Title IX of the Education Amendments of 1972 states: “No person in the United States shall, on the basis of sex, be excluded from participation in, be denied the benefits of, or be subjected to discrimination under any education program or activity receiving federal financial assistance.” Since the passage of Title IX, school officials have been scrambling to ensure a documentable degree of equity between genders in every aspect of public school governance.
With that backdrop, I would like to summarize a conversation I recently had with a doctoral student. This female student was a teen parent who gave birth to her first child while in high school. She is now a principal of a school for students that are either pregnant or caring for their own children while completing the requirements for graduation (often referred to as “mothers school”). Students that attend her school, all of whom are female, choose this alternative setting for a number of reasons: access to free childcare while in school, specific emotional support provided to teen mothers from both the staff and the other students, and a learning environment that validates teen mothers’ adjusted priorities.
However, a majority of those who choose attend alternative schools for teen mothers also choose to loose access to a number of services found at traditional secondary schools. For example, most schools for teen mothers do not provide their students access to advanced curriculum such as honors or advanced placement courses. In addition, those attending mother schools seldom have access to transportation services through the school district.
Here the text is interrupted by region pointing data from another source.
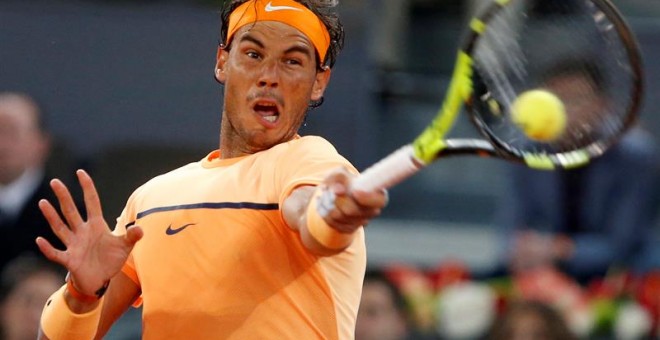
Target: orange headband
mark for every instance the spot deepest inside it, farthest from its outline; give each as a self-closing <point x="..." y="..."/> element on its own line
<point x="289" y="12"/>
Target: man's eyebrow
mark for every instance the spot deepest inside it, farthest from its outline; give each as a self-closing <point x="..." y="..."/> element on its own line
<point x="248" y="37"/>
<point x="297" y="48"/>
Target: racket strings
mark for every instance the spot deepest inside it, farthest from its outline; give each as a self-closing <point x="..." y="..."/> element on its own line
<point x="570" y="47"/>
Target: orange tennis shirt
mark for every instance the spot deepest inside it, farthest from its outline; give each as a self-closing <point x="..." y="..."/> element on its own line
<point x="217" y="260"/>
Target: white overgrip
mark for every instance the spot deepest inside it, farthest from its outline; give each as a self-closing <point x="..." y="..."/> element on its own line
<point x="389" y="171"/>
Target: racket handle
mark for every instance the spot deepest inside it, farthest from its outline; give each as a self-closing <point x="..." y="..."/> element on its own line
<point x="389" y="171"/>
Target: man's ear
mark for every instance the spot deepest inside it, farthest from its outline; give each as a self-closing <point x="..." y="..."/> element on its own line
<point x="220" y="63"/>
<point x="321" y="82"/>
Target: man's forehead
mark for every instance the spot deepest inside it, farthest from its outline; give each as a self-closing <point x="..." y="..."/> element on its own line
<point x="263" y="29"/>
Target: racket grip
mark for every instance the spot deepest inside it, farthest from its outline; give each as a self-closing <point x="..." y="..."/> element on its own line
<point x="389" y="171"/>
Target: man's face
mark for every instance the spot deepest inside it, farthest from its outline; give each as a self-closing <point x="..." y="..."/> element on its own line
<point x="378" y="317"/>
<point x="270" y="76"/>
<point x="22" y="145"/>
<point x="583" y="104"/>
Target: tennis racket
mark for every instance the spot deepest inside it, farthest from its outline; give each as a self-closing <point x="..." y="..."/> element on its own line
<point x="582" y="51"/>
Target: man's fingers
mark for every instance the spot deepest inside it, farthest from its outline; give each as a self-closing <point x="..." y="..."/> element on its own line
<point x="69" y="209"/>
<point x="378" y="199"/>
<point x="55" y="255"/>
<point x="56" y="224"/>
<point x="92" y="201"/>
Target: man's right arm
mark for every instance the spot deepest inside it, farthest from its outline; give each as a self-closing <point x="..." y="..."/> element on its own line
<point x="121" y="293"/>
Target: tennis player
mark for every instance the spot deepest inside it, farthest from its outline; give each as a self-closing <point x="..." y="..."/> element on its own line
<point x="232" y="246"/>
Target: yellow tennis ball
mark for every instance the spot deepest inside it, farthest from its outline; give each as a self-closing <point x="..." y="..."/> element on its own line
<point x="539" y="114"/>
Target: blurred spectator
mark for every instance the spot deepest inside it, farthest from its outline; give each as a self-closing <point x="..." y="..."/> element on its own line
<point x="383" y="313"/>
<point x="26" y="283"/>
<point x="587" y="220"/>
<point x="530" y="320"/>
<point x="24" y="149"/>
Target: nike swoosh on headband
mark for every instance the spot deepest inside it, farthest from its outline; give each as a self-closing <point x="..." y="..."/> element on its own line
<point x="270" y="8"/>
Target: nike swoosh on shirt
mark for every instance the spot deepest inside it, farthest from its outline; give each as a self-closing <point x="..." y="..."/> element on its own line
<point x="170" y="231"/>
<point x="271" y="8"/>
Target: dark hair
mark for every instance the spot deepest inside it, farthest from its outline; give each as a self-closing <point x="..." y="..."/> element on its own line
<point x="554" y="325"/>
<point x="582" y="67"/>
<point x="322" y="9"/>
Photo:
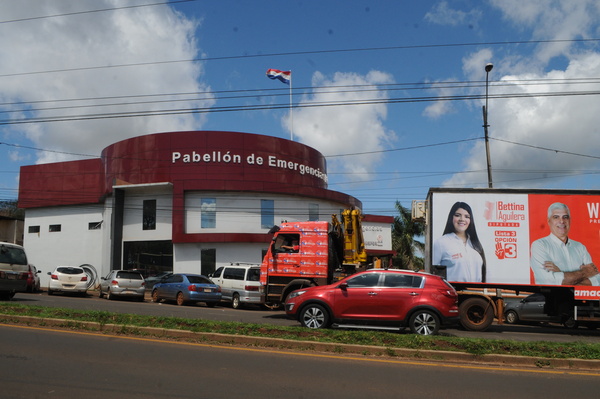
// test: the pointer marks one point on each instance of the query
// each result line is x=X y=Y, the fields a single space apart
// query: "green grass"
x=386 y=340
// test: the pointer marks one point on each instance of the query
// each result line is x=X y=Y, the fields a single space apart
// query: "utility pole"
x=488 y=68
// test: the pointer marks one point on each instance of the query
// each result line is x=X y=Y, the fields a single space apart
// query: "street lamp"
x=488 y=68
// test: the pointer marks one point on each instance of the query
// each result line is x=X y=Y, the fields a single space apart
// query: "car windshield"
x=254 y=274
x=198 y=280
x=130 y=275
x=69 y=270
x=12 y=255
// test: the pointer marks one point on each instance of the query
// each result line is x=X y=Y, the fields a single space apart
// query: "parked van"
x=14 y=270
x=240 y=284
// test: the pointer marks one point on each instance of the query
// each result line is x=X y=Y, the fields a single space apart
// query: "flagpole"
x=291 y=111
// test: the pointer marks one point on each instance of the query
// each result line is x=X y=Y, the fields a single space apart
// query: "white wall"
x=187 y=256
x=74 y=245
x=241 y=212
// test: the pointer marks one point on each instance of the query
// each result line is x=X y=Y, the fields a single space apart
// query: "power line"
x=237 y=108
x=332 y=51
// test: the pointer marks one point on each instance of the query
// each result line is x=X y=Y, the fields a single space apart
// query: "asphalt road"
x=37 y=362
x=264 y=316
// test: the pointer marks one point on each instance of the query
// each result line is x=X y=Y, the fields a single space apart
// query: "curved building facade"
x=182 y=201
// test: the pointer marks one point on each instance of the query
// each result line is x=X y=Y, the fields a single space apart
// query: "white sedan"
x=68 y=279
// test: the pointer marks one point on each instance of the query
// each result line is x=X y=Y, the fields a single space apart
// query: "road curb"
x=309 y=346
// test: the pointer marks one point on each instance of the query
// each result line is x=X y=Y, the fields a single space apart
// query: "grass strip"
x=545 y=349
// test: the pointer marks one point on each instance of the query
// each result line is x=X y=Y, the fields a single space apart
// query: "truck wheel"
x=180 y=300
x=570 y=322
x=511 y=317
x=476 y=314
x=424 y=322
x=155 y=297
x=235 y=301
x=314 y=316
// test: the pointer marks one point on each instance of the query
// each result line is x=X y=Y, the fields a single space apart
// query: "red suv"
x=378 y=298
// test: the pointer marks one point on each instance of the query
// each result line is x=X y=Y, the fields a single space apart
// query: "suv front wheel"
x=424 y=322
x=314 y=316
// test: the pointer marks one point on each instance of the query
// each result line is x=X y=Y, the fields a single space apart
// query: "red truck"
x=304 y=254
x=491 y=242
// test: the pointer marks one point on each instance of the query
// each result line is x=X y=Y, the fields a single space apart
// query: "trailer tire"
x=476 y=314
x=511 y=317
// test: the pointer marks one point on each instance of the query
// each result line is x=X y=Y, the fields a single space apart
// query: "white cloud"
x=553 y=20
x=566 y=123
x=522 y=129
x=142 y=35
x=345 y=129
x=442 y=14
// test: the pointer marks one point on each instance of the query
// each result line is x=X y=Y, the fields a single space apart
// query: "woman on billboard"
x=459 y=250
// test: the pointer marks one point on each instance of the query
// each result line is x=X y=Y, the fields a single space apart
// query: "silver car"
x=122 y=283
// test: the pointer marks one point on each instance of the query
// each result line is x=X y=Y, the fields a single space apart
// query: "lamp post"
x=488 y=68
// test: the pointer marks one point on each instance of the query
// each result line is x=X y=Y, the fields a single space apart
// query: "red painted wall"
x=194 y=160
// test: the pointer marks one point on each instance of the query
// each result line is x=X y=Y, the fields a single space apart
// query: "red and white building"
x=182 y=201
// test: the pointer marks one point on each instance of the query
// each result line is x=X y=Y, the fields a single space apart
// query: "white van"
x=239 y=284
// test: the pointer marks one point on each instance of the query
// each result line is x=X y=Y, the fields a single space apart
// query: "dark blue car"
x=187 y=288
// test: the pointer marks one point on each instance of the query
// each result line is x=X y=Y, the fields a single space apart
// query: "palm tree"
x=408 y=250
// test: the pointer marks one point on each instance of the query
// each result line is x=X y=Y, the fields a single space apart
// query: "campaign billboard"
x=518 y=238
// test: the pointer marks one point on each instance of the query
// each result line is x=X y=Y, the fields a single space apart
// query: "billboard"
x=518 y=238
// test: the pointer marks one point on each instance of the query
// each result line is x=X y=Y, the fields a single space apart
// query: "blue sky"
x=415 y=68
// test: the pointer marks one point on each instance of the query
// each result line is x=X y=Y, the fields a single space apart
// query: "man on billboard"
x=558 y=260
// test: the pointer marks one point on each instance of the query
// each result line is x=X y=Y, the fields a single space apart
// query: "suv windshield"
x=130 y=275
x=12 y=255
x=254 y=274
x=69 y=270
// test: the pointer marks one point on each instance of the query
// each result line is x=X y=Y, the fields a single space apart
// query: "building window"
x=208 y=261
x=313 y=212
x=94 y=225
x=208 y=212
x=149 y=215
x=267 y=214
x=54 y=227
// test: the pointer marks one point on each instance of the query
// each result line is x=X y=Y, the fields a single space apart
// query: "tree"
x=408 y=250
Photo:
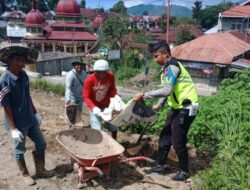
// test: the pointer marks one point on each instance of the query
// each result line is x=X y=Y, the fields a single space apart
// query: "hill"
x=158 y=10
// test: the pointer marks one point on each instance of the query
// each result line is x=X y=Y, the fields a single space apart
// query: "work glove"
x=38 y=119
x=17 y=135
x=96 y=111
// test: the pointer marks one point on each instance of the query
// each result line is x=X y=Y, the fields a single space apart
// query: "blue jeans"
x=96 y=123
x=35 y=134
x=6 y=128
x=78 y=101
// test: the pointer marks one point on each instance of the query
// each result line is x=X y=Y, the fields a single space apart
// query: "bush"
x=222 y=128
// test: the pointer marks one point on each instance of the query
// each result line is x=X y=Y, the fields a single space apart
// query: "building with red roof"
x=67 y=34
x=158 y=35
x=209 y=58
x=15 y=28
x=236 y=18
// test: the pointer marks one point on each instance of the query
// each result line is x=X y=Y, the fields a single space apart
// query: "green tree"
x=182 y=20
x=113 y=30
x=119 y=7
x=183 y=36
x=197 y=11
x=83 y=4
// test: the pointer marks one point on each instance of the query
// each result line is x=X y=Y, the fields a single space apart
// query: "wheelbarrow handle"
x=138 y=158
x=96 y=169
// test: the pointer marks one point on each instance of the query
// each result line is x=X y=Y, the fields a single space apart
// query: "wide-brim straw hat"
x=30 y=54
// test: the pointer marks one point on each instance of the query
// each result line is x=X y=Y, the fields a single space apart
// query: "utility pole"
x=168 y=20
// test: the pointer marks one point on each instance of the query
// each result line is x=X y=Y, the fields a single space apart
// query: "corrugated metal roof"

As I have processed these facts, I have come to the conclusion that teen mothers are being forced to choose between access to an advanced curriculum and childcare. For some teen mothers, there is no choice – childcare will always win out over other factors. The irony, and potential legal pitfall, is that the teen fathers are not being asked to make similar choices. I recall a situation when I taught high school in Utah where two juniors had a relationship that resulted in the female student becoming pregnant. She gave birth over the summer and finished her schooling in an alternative setting her senior year while raising her newborn. The father, on the other hand, was the starting fullback for the football team in the fall and graduated with his peers. The differences in how these two students were treated stemmed exclusively from their gender.
I feel like teen mothers are being excluded from participating in advanced curriculum options based on their gender and this practice appears to violate Title IX. The evidence for the claim of discrimination based on gender lies in the fact that teen fathers are not facing the same difficult choices – childcare versus AP calculus.